As Nicola Sturgeon lays out her plans for her next steps for holding another independence referendum, Scottish Liberal Democrat Willie Rennie has given a speech to Students for Britain where he will say that reforming the UK, not breaking it up is the way to unite our country.
In his speech Mr Rennie said that the UK establishment needs to understand that the status quo is not sustainable and that we need voting reform, an elected second chamber, a written constitution and a federal UK.
Mr Rennie said
“Liberal Democrats have always been reformers.
“Our ideals are longstanding about decentralised power, where every citizen has a vote that has equal power wherever they live.
“The last six weeks have shown that it is high time to reform the UK with changes to the voting system, an elected House of Lords, a written constitution and Federalism.
“A government elected with a big majority with less than half the votes, enacting Brexit in the face of the evidence that a majority of the public don’t want it to happen.
“Defeated government ministers appointed to the House of Lords.
“Three devolved administrations democratically voting to withhold consent from the Withdrawal Act, with no impact.
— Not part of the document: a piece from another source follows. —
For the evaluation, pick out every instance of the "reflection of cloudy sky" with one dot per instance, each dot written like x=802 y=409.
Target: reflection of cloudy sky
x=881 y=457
“We are stuck with a party in the UK, the Conservatives, with 45% of the vote but masses of MPs claiming the right to do whatever it wants, however destructive on the constitution.
“We also have a party in Scotland, the SNP, on 45% of the vote but with masses of MPs claiming the right to do whatever it wants, however destructive on the constitution.
“Twin horrors. Mirror image governments. Each taking a falsely-claimed mandate for their own ends.
“The evidence is mounting, change must come, it has got to stop.
“So I think there is an opportunity to build a broad case for reform of the United Kingdom.
“The 55% who don’t want the Conservatives in the UK and the 55% that don’t want the SNP-Independence will be immediately interested in this. And, in fact, everyone else may want to make sure they are never on the losing side of such unfairness in the future.
“It is something that can have broad appeal.
“This needs to happen soon. The UK Government after Brexit will be trying to draw up policy frameworks on devolved matters that will apply across the United Kingdom. On agriculture and food standards for example.
“It is essential that the UK Government makes sure that all four administrations have a meaningful part to play in developing and agreeing these new policies. They mustn’t be steamrollered. There has to be a proper way to resolve disputes.
“The standoff last week between the devolved administrations refusing consent for the devolved aspects of the Withdrawal Act and the UK Government pressing ahead regardless must not be repeated.
“It is the idea of federalism. Where different governments have different responsibilities, yet where they are compelled to co-operate and agree when their work overlaps.
“That should be underpinned by a voting system that represents every vote in parliament, a second chamber elected by the people, a written constitution that ensures the country is run by a set of enduring laws and rules, and a federal structure that shares power across the United Kingdom rather than hoarding it in Westminster.
“Now is the time for change and the Liberal Democrats will make that case."